The profiler is based on a very simple Monte Carlo algorithm: at every timer interrupt occurrence, the kernel determines whether the interrupt occurred in Kernel Mode; if so, the kernel fetches the value of the eip register before the interruption from the stack and uses it to discover what the kernel was doing before the interrupt. In the long run, the samples accumulate on the hot spots.
The x86_do_profile( ) function collects the data for the code profiler. It is invoked either by the do_timer_interrupt( ) function in uniprocessor systems (by the PIT's timer interrupt handler) or by the smp_local_timer_interrupt( ) function in multiprocessor systems (by the local timer interrupt handler).

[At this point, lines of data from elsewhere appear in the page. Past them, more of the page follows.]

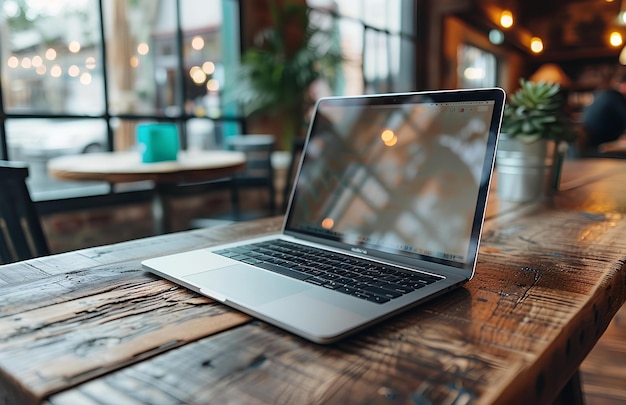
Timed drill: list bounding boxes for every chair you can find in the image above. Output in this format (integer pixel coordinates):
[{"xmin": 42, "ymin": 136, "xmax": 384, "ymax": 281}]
[
  {"xmin": 190, "ymin": 135, "xmax": 276, "ymax": 228},
  {"xmin": 282, "ymin": 139, "xmax": 305, "ymax": 213},
  {"xmin": 0, "ymin": 161, "xmax": 50, "ymax": 264},
  {"xmin": 226, "ymin": 135, "xmax": 276, "ymax": 220}
]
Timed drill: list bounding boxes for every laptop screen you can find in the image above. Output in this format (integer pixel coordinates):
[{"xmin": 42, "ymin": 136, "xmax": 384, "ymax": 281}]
[{"xmin": 285, "ymin": 89, "xmax": 503, "ymax": 268}]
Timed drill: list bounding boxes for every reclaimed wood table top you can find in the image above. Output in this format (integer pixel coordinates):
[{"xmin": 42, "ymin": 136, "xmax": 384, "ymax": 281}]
[
  {"xmin": 48, "ymin": 150, "xmax": 246, "ymax": 183},
  {"xmin": 0, "ymin": 160, "xmax": 626, "ymax": 404}
]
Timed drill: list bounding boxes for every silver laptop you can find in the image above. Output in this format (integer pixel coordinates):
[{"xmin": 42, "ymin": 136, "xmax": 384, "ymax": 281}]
[{"xmin": 143, "ymin": 88, "xmax": 505, "ymax": 343}]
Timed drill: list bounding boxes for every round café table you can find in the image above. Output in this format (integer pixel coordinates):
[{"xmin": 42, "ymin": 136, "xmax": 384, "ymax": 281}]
[{"xmin": 48, "ymin": 150, "xmax": 246, "ymax": 234}]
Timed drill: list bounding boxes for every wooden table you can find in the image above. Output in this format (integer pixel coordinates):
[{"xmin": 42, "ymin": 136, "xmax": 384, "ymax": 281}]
[
  {"xmin": 0, "ymin": 160, "xmax": 626, "ymax": 404},
  {"xmin": 48, "ymin": 150, "xmax": 246, "ymax": 234}
]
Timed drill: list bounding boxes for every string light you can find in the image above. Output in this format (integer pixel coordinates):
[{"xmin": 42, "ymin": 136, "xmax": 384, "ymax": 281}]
[
  {"xmin": 530, "ymin": 37, "xmax": 543, "ymax": 53},
  {"xmin": 500, "ymin": 10, "xmax": 513, "ymax": 28}
]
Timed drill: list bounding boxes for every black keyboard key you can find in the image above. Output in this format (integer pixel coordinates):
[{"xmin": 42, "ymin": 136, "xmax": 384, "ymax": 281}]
[
  {"xmin": 363, "ymin": 286, "xmax": 402, "ymax": 298},
  {"xmin": 215, "ymin": 241, "xmax": 439, "ymax": 304},
  {"xmin": 257, "ymin": 262, "xmax": 311, "ymax": 280}
]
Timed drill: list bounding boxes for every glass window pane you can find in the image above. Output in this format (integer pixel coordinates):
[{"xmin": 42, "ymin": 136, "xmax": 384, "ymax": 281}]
[
  {"xmin": 339, "ymin": 19, "xmax": 364, "ymax": 95},
  {"xmin": 103, "ymin": 0, "xmax": 173, "ymax": 115},
  {"xmin": 0, "ymin": 0, "xmax": 104, "ymax": 114},
  {"xmin": 363, "ymin": 0, "xmax": 388, "ymax": 29}
]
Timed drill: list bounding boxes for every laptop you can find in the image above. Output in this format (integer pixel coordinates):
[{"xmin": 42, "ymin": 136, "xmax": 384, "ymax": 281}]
[{"xmin": 142, "ymin": 88, "xmax": 505, "ymax": 343}]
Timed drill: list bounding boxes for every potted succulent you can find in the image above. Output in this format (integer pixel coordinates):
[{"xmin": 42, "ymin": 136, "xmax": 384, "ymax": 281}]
[{"xmin": 496, "ymin": 79, "xmax": 575, "ymax": 201}]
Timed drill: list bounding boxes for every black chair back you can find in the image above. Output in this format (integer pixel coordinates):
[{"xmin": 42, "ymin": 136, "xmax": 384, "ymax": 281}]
[
  {"xmin": 0, "ymin": 161, "xmax": 50, "ymax": 264},
  {"xmin": 227, "ymin": 135, "xmax": 276, "ymax": 215}
]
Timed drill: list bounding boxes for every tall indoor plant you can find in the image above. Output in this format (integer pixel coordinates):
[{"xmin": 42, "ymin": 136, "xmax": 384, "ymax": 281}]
[
  {"xmin": 236, "ymin": 1, "xmax": 342, "ymax": 149},
  {"xmin": 496, "ymin": 79, "xmax": 575, "ymax": 201}
]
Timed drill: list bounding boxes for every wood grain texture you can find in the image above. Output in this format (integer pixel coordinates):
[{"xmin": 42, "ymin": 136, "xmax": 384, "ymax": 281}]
[
  {"xmin": 580, "ymin": 305, "xmax": 626, "ymax": 405},
  {"xmin": 0, "ymin": 162, "xmax": 626, "ymax": 405},
  {"xmin": 39, "ymin": 210, "xmax": 626, "ymax": 404}
]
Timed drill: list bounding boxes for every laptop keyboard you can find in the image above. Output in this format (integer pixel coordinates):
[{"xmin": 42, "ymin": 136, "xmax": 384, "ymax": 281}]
[{"xmin": 214, "ymin": 240, "xmax": 441, "ymax": 304}]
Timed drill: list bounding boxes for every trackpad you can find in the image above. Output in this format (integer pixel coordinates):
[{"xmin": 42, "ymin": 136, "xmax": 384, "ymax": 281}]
[{"xmin": 183, "ymin": 264, "xmax": 312, "ymax": 305}]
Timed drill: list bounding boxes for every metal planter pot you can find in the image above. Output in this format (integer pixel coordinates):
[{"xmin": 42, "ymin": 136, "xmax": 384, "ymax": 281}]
[{"xmin": 496, "ymin": 135, "xmax": 564, "ymax": 202}]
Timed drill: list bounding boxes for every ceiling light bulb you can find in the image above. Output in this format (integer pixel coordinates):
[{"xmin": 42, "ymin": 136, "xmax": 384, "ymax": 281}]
[
  {"xmin": 609, "ymin": 31, "xmax": 624, "ymax": 47},
  {"xmin": 530, "ymin": 37, "xmax": 543, "ymax": 53},
  {"xmin": 500, "ymin": 10, "xmax": 513, "ymax": 28}
]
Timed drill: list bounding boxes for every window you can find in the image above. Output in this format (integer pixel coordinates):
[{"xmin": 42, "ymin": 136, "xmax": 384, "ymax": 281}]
[
  {"xmin": 307, "ymin": 0, "xmax": 417, "ymax": 95},
  {"xmin": 0, "ymin": 0, "xmax": 241, "ymax": 199},
  {"xmin": 0, "ymin": 0, "xmax": 417, "ymax": 200}
]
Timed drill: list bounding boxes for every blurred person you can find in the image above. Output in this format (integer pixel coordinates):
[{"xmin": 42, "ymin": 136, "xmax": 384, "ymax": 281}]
[{"xmin": 579, "ymin": 72, "xmax": 626, "ymax": 157}]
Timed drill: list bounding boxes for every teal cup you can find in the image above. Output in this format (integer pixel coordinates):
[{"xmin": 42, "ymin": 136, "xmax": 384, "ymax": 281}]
[{"xmin": 137, "ymin": 124, "xmax": 179, "ymax": 163}]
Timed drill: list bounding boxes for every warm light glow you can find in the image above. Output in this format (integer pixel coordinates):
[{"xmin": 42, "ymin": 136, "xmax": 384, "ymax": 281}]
[
  {"xmin": 206, "ymin": 79, "xmax": 220, "ymax": 91},
  {"xmin": 32, "ymin": 55, "xmax": 43, "ymax": 68},
  {"xmin": 137, "ymin": 42, "xmax": 150, "ymax": 55},
  {"xmin": 380, "ymin": 129, "xmax": 396, "ymax": 143},
  {"xmin": 85, "ymin": 56, "xmax": 96, "ymax": 70},
  {"xmin": 609, "ymin": 31, "xmax": 624, "ymax": 47},
  {"xmin": 7, "ymin": 56, "xmax": 20, "ymax": 69},
  {"xmin": 463, "ymin": 67, "xmax": 486, "ymax": 80},
  {"xmin": 67, "ymin": 65, "xmax": 80, "ymax": 77},
  {"xmin": 46, "ymin": 48, "xmax": 57, "ymax": 60},
  {"xmin": 67, "ymin": 41, "xmax": 80, "ymax": 53},
  {"xmin": 189, "ymin": 66, "xmax": 206, "ymax": 84},
  {"xmin": 202, "ymin": 61, "xmax": 215, "ymax": 75},
  {"xmin": 322, "ymin": 218, "xmax": 335, "ymax": 229},
  {"xmin": 80, "ymin": 72, "xmax": 91, "ymax": 85},
  {"xmin": 619, "ymin": 46, "xmax": 626, "ymax": 65},
  {"xmin": 530, "ymin": 37, "xmax": 543, "ymax": 53},
  {"xmin": 489, "ymin": 30, "xmax": 504, "ymax": 45},
  {"xmin": 191, "ymin": 35, "xmax": 204, "ymax": 51},
  {"xmin": 50, "ymin": 65, "xmax": 63, "ymax": 77},
  {"xmin": 500, "ymin": 10, "xmax": 513, "ymax": 28}
]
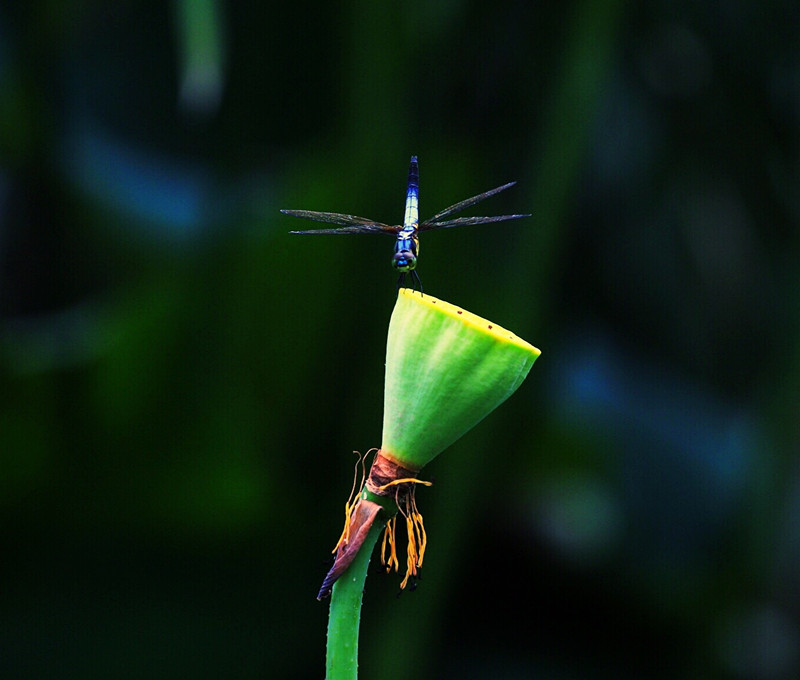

To enable the code profiler, the Linux kernel must be booted by passing as a parameter the string profile=N, where 2N denotes the size of the code fragments to be profiled. The collected data can be read from the /proc/profile file. The counters are reset by writing in the same file; in multiprocessor systems, writing into the file can also change the sample frequency (see the earlier section Section 6.2.2). However, kernel developers do not usually access /proc/profile directly; instead, they use the readprofile system command.
In multiprocessor systems, Linux offers yet another feature to kernel developers: a watchdog system, which might be quite useful to detect kernel bugs that cause a system freeze. To activate such watchdog, the kernel must be booted with the nmi_watchdog parameter.
The watchdog is based on a clever hardware feature of multiprocessor motherboards: they can broadcast the PIT's interrupt timer as NMI interrupts to all CPUs. Since NMI interrupts are not masked by the cli assembly language instruction, the watchdog can detect deadlocks even when interrupts are disabled.
As a consequence, once every tick, all CPUs, regardless of what they are doing, start executing the NMI interrupt handler; in turn, the handler invokes do_nmi( ). This function gets the logical number n of the CPU, and then checks the nth entry of the apic_timer_irqs array. If the CPU is working properly, the value must be different from the value read at the previous NMI interrupt. When the CPU is running properly, the nth entry of the apic_timer_irqs array is incremented by the local timer interrupt handler (see the earlier section Section 6.2.2.2); if the counter is not incremented, the local timer interrupt handler has not been executed in a whole tick. Not a good thing, you know.
When the NMI interrupt handler detects a CPU freeze, it rings all the bells: it logs scary messages in the system log files, dumps the contents of the CPU registers and of the kernel stack (kernel oops), and finally kills the current process. This gives kernel developers a chance to discover what's gone wrong.